Kiron K. Skinner
Former United States Director of Policy Planning
Kiron K. Skinner, Ph.D., served as Director of Policy Planning and Senior Adviser to Secretary of State Mike Pompeo at the U.S. Department of State from 2018 to 2019. In that capacity, she provided long-term, high-level guidance to the Secretary, reengaged the Department in red-team exercises on regional conflicts, developed State-Defense ties in critical areas, and fostered transatlantic partnerships through numerous strategic dialogues, including the first-ever NATO Policy Planners Summit. She played a central role in creating the Commission on Unalienable Rights and re-chartering the Foreign Affairs Policy Board, and served in the Secretariat of both entities.
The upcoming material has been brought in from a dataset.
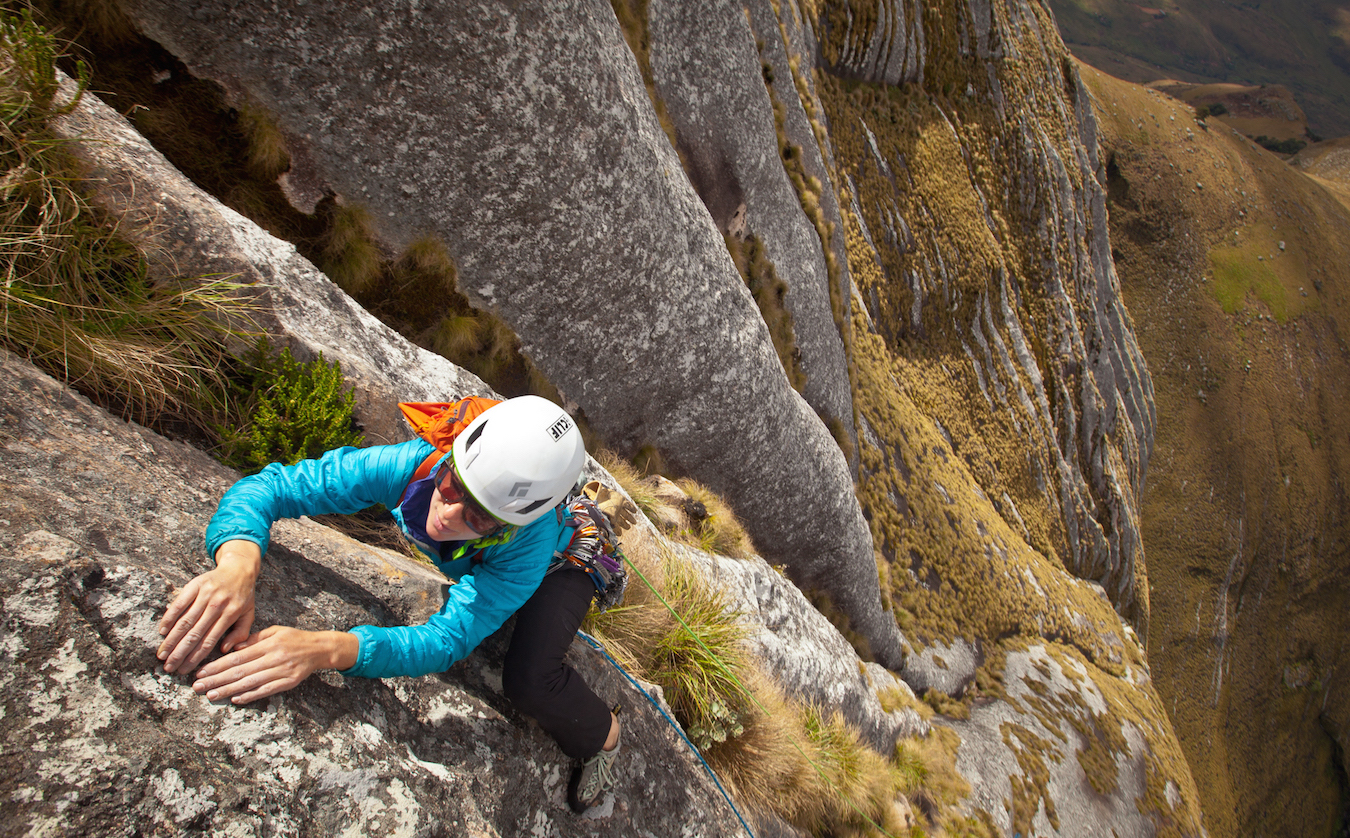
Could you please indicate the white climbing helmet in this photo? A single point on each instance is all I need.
(520, 458)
Skinner’s public service also include membership on the U.S. Defense Department’s Defense Policy Board (2001–07 and 2017-18); the Eisenhower Commission’s Legacy Committee of historians (2002-03); the Chief of Naval Operations’ (CNO) Executive Panel (2004–2015); the National Academies’ Committee on Behavioral and Social Science Research (2009–11); and the National Security Education Board (2004–11). She was also appointed to the advisory board of the George W. Bush Oral History Project.
After her most recent government service, Skinner returned to Carnegie Mellon University (CMU) as the Taube Professor of International Relations and Politics and Director of the Institute of Politics and Strategy. She also resumed the directorship of the Carnegie Mellon University’s Washington Semester Program, the Center for International Relations and Politics, and the Institute for Strategic Analysis. In addition, Skinner is a Distinguished Fellow at CyLab, a cyber-oriented research center associated with the College of Engineering, and holds courtesy faculty positions at CMU’s Heinz College and the Institute for Software Research. She is a member of the Artificial Intelligence (AI) faculty community at CMU.
Skinner is also the W. Glenn Campbell Research Fellow at Stanford University’s Hoover Institution, and a visiting fellow at The Heritage Foundation’s Kathryn and Shelby Cullom Davis Institute for National Security and Foreign Policy and senior advisor to the President. Her work at Heritage focuses on analyzing the impact of cutting-edge technology—including AI, quantum science, and a host of other breakthroughs—on foreign policy and national security.
She is the author or editor of seven books, two of which (Reagan, In His Own Hand and Reagan, A Life in Letters) were New York Times best sellers. She is the editor of a new Palgrave MacMillan series on American political ideology. Skinner is a lifetime director on the board of the Atlantic Council in Washington, D.C., and is a member of the Council on Foreign Relations in New York City and the Pacific Council on International Policy in Los Angeles. She holds MA and Ph.D. degrees in political science from Harvard University and undergraduate degrees from Spelman College and Sacramento City College. She has an honorary doctor of law degree from Molloy College, Long Island.